Module 6: Skills & Workflows

  • Modules 1-5 complete — you understand the agentic loop, context assembly, tool dispatch, permissions, and hooks

  • ~/learnpath project scaffolded with FastAPI, Pydantic V2 models, and CRUD API endpoints

  • CLAUDE.md and .claude/settings.json configured with permission rules and hooks from Modules 4 and 5


Part 1: How It Works

In Module 5 you learned how hooks attach to lifecycle events and fire automatically. Skills are the other side of the extensibility coin: explicit, repeatable workflows that you invoke on demand.

Hooks are automatic side effects. Skills are invocable workflows.

Together they give you two complementary ways to extend Claude Code without modifying its internals.

What Skills Are

A skill is a reusable, markdown-based workflow definition that extends Claude Code with custom capabilities. When you invoke a skill, Claude reads the skill’s instructions and follows them as if you had typed those instructions yourself — but with structure, consistency, and repeatability that freeform prompts cannot match.

Think of the difference this way:

  • Without skills: "Hey Claude, run Alembic to migrate the database, then check the current migration status and report back." You type this every time, with slight variations, and sometimes forget a step.

  • With skills: /db:migrate — same workflow, every time, with inline shell commands that capture live state.

Skills encode tribal knowledge into executable workflows.

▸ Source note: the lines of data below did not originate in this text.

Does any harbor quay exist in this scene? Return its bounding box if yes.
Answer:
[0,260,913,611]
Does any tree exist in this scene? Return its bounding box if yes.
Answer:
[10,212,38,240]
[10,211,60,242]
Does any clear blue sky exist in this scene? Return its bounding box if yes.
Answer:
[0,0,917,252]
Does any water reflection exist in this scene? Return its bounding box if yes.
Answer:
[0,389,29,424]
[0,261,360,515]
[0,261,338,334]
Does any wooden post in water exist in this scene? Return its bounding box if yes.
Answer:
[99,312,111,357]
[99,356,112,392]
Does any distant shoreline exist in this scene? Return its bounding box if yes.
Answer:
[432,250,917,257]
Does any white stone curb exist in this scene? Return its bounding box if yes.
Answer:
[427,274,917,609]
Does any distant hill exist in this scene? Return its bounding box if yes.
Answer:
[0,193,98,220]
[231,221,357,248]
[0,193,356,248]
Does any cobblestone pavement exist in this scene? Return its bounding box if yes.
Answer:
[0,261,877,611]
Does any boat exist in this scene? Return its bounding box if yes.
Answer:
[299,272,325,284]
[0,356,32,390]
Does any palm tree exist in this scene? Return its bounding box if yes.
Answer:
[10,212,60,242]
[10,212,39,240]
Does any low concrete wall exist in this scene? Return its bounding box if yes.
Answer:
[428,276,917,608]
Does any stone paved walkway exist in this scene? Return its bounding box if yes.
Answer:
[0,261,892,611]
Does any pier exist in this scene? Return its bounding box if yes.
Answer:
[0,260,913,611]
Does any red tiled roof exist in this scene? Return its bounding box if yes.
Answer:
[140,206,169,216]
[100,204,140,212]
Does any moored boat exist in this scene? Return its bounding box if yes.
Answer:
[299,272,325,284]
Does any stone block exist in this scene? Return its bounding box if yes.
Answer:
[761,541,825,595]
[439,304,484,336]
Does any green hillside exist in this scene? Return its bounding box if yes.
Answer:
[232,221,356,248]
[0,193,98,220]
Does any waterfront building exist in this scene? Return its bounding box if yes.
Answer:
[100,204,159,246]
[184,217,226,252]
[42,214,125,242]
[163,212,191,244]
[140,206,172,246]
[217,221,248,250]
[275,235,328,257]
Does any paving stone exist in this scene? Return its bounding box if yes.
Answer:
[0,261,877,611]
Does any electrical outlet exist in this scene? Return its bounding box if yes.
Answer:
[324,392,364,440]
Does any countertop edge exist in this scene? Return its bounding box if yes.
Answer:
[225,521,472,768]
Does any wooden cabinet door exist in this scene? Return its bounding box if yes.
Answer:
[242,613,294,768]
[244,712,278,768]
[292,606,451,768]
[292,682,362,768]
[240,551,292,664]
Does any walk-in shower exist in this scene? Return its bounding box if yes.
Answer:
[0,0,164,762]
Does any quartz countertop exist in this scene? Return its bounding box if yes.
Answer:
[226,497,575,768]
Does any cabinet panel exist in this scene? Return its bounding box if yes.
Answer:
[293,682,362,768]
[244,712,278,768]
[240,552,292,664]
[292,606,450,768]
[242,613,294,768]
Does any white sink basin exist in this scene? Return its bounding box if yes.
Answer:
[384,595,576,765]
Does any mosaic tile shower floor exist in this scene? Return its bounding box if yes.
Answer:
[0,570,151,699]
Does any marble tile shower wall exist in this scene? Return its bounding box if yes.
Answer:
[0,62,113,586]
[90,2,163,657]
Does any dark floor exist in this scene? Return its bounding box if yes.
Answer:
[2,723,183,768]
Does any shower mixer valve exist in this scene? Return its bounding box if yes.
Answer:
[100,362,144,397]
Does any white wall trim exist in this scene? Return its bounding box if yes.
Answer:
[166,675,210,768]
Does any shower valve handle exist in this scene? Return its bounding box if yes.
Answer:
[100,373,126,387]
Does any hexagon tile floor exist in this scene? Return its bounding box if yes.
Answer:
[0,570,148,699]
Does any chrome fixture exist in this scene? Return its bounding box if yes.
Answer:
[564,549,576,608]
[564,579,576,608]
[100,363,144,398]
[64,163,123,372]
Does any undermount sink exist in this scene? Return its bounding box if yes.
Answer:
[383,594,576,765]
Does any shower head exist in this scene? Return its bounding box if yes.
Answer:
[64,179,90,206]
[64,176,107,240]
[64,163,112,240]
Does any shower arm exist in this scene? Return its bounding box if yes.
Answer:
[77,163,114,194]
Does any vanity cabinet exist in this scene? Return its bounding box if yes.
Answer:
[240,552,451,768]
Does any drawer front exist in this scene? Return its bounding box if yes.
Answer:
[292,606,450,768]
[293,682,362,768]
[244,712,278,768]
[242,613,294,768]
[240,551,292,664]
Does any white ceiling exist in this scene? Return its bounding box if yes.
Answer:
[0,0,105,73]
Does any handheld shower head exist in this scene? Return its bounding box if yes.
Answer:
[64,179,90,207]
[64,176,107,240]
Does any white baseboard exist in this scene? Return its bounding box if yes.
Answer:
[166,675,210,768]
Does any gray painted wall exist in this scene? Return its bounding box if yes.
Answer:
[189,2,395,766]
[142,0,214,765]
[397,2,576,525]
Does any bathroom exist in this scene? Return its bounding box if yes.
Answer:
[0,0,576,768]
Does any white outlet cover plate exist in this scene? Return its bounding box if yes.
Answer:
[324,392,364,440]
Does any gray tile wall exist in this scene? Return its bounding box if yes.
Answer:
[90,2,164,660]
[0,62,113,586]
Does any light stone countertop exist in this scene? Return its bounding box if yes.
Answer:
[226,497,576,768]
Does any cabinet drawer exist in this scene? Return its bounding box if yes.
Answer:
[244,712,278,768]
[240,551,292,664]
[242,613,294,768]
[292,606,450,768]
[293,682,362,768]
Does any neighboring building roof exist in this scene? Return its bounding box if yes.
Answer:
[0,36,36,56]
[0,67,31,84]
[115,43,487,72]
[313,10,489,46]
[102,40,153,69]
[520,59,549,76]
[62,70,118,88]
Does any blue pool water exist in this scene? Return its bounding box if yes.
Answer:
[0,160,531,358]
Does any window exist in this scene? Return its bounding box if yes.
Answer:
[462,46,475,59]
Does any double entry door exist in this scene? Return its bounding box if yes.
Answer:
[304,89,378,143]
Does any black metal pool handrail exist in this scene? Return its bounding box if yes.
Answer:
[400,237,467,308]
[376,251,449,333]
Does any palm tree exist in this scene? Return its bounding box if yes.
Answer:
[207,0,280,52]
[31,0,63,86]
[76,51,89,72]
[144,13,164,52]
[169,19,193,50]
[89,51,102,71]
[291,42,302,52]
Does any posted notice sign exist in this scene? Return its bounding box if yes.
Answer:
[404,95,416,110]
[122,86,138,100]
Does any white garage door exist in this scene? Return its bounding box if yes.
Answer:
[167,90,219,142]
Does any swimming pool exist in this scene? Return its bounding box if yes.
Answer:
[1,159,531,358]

The migration procedure, the scaffolding conventions, the test coverage analysis — all captured once, used repeatedly by anyone on the team.

Skill Anatomy

A skill is a directory containing a SKILL.md file. That file has two parts: YAML frontmatter (between --- delimiters) and a markdown instruction body.

.claude/skills/
└── my-skill/
    └── SKILL.md

Here is a minimal SKILL.md:

---
name: greet
description: Greet the user
user-invocable: true
---
Say hello to the user and wish them a productive coding session.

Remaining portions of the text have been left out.